1996 Tamil-language film by Bharathi Kannan

Aruva Velu is a 1996 Indian Tamil language action drama film directed by P. S. Bharathi Kannan in his debut. The film stars Nassar and Urvashi. It was released on 15 January 1996.

== Plot ==

The film begins with Velu (Nassar) being sentenced to the death penalty.

In the past, Velu was an angry man who solved villagers problems by violence. Whereas Muthurasa (Rajesh), Velu's uncle, was a respected village chief who solved villagers problems peacefully. Maruthayi (Urvashi), Muthurasa's daughter, loved her cousin Velu. Alavanthar (Anandaraj), a stone-hearted rich landlord, exploits the villagers and with his twin sons (Ram-Lakshman) spread terror among the villagers. Muthurasa helped the villagers by giving them some lands. Alavanthar, angry, managed to kill some villagers and Muthurasa informed the police. Alavanthar was therefore arrested, he was immediately released and killed Muthurasa. To take revenge, Velu killed one of Alavanthar's sons and he was arrested.
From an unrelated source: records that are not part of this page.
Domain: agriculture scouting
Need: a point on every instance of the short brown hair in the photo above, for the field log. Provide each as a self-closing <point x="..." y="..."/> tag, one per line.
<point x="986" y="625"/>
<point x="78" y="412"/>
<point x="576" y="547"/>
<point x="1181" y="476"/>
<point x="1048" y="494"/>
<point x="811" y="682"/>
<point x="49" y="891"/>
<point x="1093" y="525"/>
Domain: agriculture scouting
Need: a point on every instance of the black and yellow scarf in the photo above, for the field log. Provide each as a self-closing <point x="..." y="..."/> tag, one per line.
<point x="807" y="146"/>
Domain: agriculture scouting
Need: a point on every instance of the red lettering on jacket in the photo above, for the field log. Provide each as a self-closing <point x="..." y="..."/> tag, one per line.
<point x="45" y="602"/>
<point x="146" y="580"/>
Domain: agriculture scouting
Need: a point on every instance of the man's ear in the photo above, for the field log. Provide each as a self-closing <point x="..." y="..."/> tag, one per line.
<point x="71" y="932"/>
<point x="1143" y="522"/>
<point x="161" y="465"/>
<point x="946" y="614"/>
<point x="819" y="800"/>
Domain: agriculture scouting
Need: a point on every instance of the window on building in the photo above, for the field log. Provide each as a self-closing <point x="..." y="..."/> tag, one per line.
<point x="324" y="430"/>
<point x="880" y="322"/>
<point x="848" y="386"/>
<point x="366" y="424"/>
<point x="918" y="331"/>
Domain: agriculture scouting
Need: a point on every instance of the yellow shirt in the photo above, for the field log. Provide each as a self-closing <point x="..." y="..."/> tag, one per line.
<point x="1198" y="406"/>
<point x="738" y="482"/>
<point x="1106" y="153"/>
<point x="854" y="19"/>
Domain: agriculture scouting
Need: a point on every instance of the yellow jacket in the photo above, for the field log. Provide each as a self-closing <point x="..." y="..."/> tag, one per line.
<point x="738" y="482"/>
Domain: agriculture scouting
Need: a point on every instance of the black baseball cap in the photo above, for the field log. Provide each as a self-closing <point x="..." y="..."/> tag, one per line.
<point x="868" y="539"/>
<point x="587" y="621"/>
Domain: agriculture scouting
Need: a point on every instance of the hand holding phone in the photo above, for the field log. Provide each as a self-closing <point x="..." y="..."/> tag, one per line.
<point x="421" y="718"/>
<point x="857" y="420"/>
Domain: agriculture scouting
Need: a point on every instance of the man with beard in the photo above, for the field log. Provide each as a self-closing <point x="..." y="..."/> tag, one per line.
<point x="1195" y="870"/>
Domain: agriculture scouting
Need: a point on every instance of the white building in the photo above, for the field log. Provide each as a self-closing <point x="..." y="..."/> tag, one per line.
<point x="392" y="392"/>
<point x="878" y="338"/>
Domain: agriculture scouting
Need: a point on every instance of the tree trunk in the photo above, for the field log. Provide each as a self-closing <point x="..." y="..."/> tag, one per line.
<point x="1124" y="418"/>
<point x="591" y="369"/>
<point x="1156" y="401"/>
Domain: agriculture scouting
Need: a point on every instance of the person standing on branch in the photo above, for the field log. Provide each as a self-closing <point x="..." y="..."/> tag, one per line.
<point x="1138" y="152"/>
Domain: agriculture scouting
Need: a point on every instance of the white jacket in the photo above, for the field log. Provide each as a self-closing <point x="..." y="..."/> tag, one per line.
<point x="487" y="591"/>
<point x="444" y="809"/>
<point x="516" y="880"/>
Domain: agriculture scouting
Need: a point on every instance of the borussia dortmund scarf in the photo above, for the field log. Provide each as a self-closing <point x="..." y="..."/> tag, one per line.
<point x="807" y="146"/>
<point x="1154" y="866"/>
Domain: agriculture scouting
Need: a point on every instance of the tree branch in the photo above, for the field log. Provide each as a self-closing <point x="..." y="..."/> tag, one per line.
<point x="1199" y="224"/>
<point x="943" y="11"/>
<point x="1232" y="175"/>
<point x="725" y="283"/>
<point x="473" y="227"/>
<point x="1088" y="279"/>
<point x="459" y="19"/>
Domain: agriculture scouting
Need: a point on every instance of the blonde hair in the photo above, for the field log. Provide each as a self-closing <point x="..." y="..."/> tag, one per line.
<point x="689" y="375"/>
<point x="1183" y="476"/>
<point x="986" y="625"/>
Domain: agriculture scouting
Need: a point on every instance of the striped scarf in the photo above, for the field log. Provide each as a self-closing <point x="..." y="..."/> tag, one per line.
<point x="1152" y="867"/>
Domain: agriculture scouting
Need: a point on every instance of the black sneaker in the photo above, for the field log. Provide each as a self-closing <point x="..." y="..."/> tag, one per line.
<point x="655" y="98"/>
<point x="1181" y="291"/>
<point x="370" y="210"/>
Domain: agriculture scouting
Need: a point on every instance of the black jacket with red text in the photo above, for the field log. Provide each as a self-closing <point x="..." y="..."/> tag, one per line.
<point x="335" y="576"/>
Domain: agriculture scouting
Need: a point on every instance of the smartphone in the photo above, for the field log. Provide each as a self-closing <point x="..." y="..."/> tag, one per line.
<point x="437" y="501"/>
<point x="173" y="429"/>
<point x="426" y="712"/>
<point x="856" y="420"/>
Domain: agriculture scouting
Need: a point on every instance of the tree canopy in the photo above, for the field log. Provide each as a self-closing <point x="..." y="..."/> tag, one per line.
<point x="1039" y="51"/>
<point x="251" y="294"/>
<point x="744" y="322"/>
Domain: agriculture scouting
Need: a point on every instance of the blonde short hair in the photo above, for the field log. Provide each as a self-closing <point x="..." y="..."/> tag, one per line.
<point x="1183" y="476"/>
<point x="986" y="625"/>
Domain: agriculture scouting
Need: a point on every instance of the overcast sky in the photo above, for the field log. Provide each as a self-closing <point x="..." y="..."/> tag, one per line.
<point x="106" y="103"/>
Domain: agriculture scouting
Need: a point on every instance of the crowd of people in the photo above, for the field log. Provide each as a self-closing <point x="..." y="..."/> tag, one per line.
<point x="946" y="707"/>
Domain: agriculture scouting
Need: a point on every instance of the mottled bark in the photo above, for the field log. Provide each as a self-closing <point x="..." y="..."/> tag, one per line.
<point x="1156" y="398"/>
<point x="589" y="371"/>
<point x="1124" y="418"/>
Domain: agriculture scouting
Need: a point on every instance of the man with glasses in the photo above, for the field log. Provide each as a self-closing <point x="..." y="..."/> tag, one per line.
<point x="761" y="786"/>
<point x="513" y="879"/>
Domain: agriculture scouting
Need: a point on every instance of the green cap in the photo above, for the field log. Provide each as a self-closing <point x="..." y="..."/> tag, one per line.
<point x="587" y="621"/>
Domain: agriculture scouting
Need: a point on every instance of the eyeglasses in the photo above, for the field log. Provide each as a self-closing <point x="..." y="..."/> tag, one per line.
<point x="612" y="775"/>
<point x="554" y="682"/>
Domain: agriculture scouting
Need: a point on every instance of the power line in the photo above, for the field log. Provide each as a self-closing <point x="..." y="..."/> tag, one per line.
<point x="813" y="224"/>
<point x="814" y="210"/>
Thereafter, Velu managed to escape from jail and killed the other son of Alavanthar. Alavanthar killed a police officer and blamed Velu for the murder. Velu was once again sent to jail and Maruthayi committed suicide. At her funeral, Velu, who was escorted by the police, escaped and he eventually killed Alavanthar.
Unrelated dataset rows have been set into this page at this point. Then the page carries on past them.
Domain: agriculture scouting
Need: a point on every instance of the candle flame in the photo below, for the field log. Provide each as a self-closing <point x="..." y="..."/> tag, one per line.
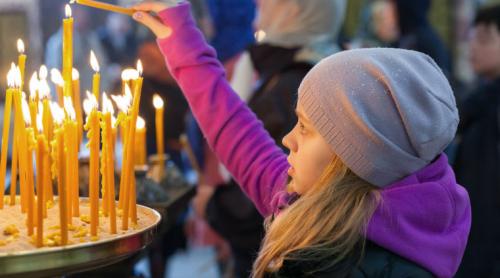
<point x="26" y="112"/>
<point x="67" y="10"/>
<point x="43" y="72"/>
<point x="57" y="112"/>
<point x="75" y="74"/>
<point x="20" y="46"/>
<point x="129" y="74"/>
<point x="39" y="119"/>
<point x="56" y="77"/>
<point x="93" y="61"/>
<point x="68" y="107"/>
<point x="140" y="124"/>
<point x="10" y="78"/>
<point x="107" y="105"/>
<point x="34" y="86"/>
<point x="43" y="89"/>
<point x="90" y="103"/>
<point x="157" y="101"/>
<point x="139" y="67"/>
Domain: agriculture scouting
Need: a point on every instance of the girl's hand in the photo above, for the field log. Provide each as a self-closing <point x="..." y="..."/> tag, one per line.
<point x="151" y="21"/>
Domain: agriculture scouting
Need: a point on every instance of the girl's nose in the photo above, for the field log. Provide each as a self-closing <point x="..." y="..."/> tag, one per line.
<point x="289" y="142"/>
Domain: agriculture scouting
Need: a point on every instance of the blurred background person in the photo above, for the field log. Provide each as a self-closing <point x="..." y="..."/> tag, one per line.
<point x="477" y="163"/>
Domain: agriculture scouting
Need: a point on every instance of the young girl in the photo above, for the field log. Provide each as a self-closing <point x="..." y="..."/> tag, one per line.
<point x="365" y="190"/>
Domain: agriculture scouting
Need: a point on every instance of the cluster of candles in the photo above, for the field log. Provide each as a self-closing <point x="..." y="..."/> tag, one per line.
<point x="52" y="132"/>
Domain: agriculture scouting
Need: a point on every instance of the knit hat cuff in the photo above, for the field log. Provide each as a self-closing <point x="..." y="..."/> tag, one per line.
<point x="350" y="154"/>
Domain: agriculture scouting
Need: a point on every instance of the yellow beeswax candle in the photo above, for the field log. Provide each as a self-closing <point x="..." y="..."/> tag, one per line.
<point x="5" y="133"/>
<point x="97" y="77"/>
<point x="105" y="6"/>
<point x="41" y="159"/>
<point x="92" y="126"/>
<point x="21" y="62"/>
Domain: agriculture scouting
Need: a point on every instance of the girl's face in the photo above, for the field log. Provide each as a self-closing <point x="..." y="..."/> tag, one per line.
<point x="309" y="153"/>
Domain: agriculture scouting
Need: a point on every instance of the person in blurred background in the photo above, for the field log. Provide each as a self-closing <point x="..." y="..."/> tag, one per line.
<point x="84" y="40"/>
<point x="477" y="163"/>
<point x="418" y="34"/>
<point x="292" y="36"/>
<point x="119" y="43"/>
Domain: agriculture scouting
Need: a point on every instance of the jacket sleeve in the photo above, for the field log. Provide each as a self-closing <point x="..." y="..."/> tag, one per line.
<point x="233" y="132"/>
Velu is then hanged in jail for his crimes.

== Production ==
Aruva Velu is the directorial debut of Bharathi Kannan, previously a public relations officer.

== Soundtrack ==
The soundtrack was composed by Adithyan.

| Song | Singer(s) | Lyrics | Duration |
| "Kaadu Mazha Sollum" | Adithyan | Madhurakasi | 4:48 |
| "Maruthayee Ninaichu" | Swarnalatha, Shahul Hameed | Vairamuthu | 4:47 |
| "Rohttu Pakkam" | S. P. Sailaja | 5:12 |
| "Vanthachu Nalla Kalam" | Mano, Malgudi Subha, Adithyan | 5:22 |
| "Yeamma Indha Rathiri" | Sujatha | Panchu Arunachalam | 4:57 |

== Reception ==
D. S. Ramanujam of The Hindu wrote, "To depict a theme cogently with interesting situations, that too without a comedy track, is no easy task for a debutant director", but Bharathi Kannan "does it without much fuss" and Nassar, playing the title character, "comes out with flying colours".